Talk to your agents from anywhere. Right now you need to be at your desk. That's dumb. You should be able to message the orchestrator from Telegram or Slack — check status, approve a merge, redirect an agent — while you're on a walk. The human doesn't need to be in front of a terminal.

Tighter mid-session feedback. Agents drift. They start solving the wrong problem, over-engineer a simple fix, go down rabbit holes. The orchestrator needs to check agent work against the original intent and inject course corrections before they've burned 20 minutes going the wrong direction. Not just reacting to CI failures after the fact.

Automatic escalation. Agent can't solve something? Escalate to orchestrator. Orchestrator needs judgment? Escalate to you. Right now these handoffs are manual. They should be automatic — you only see things that genuinely need a human decision. Everything else resolves itself.

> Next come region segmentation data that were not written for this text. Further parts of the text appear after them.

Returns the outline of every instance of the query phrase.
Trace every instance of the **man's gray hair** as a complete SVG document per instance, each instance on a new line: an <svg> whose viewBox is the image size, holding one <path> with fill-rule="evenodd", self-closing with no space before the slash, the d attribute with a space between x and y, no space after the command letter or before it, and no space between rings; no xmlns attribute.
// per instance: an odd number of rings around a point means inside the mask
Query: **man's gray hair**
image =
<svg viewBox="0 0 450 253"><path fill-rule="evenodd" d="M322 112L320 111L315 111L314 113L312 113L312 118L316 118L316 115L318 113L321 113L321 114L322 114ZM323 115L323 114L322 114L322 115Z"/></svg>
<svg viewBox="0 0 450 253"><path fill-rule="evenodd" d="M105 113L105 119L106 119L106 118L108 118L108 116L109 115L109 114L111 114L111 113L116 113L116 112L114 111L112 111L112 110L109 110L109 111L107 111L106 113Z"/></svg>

Beyond that: a reconciler for automatic conflict resolution between parallel agents, auto-rebase for long-running branches, Docker/K8s runtimes for cloud deployments, and a plugin marketplace for community contributions.

Try it

The repo is live: github.com/ComposioHQ/agent-orchestrator

Full metrics report: metrics-v1

If you're running parallel AI agents with bash scripts and hope — we were there a week ago. This is what comes next.

Use ao to build ao

You can use Agent Orchestrator to contribute to Agent Orchestrator. That's literally how it was built.

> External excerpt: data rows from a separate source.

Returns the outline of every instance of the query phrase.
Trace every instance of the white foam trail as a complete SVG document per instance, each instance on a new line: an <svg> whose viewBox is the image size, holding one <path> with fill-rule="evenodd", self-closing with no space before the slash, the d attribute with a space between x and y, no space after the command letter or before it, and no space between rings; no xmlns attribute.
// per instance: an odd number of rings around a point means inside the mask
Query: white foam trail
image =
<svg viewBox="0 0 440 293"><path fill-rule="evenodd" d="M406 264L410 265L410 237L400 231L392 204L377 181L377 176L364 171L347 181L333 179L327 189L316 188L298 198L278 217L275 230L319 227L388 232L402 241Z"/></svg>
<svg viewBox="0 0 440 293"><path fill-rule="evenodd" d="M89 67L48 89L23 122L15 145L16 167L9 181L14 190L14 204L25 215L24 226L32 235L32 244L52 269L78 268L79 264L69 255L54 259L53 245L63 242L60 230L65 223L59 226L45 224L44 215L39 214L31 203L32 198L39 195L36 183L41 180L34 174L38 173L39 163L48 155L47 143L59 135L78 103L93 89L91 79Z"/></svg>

ao init --tracker github --agent claude-code --runtime tmux
ao start --issue 42

Pick an issue, point an agent at it, let it work. The repo has solid test coverage (3,288 cases), CI that catches real issues, and Bugbot reviewing every PR automatically. Your agent gets the same feedback loop ours did.

We're looking for:
- New plugins — agent runtimes, trackers, notifiers, terminal integrations
- Docker/K8s runtime — run agents in containers instead of tmux
- Reconciler — automatic conflict detection between parallel agents
- Better escalation — smarter rules for when agents should ask for help

I'm building Agent Orchestrator and the integrations layer at Composio, and we're hiring: jobs.ashbyhq.com/composio.

Right now, 30 Claude Code processes are running, building the next set of features. The orchestrator is orchestrating its own improvement. Turtles all the way down.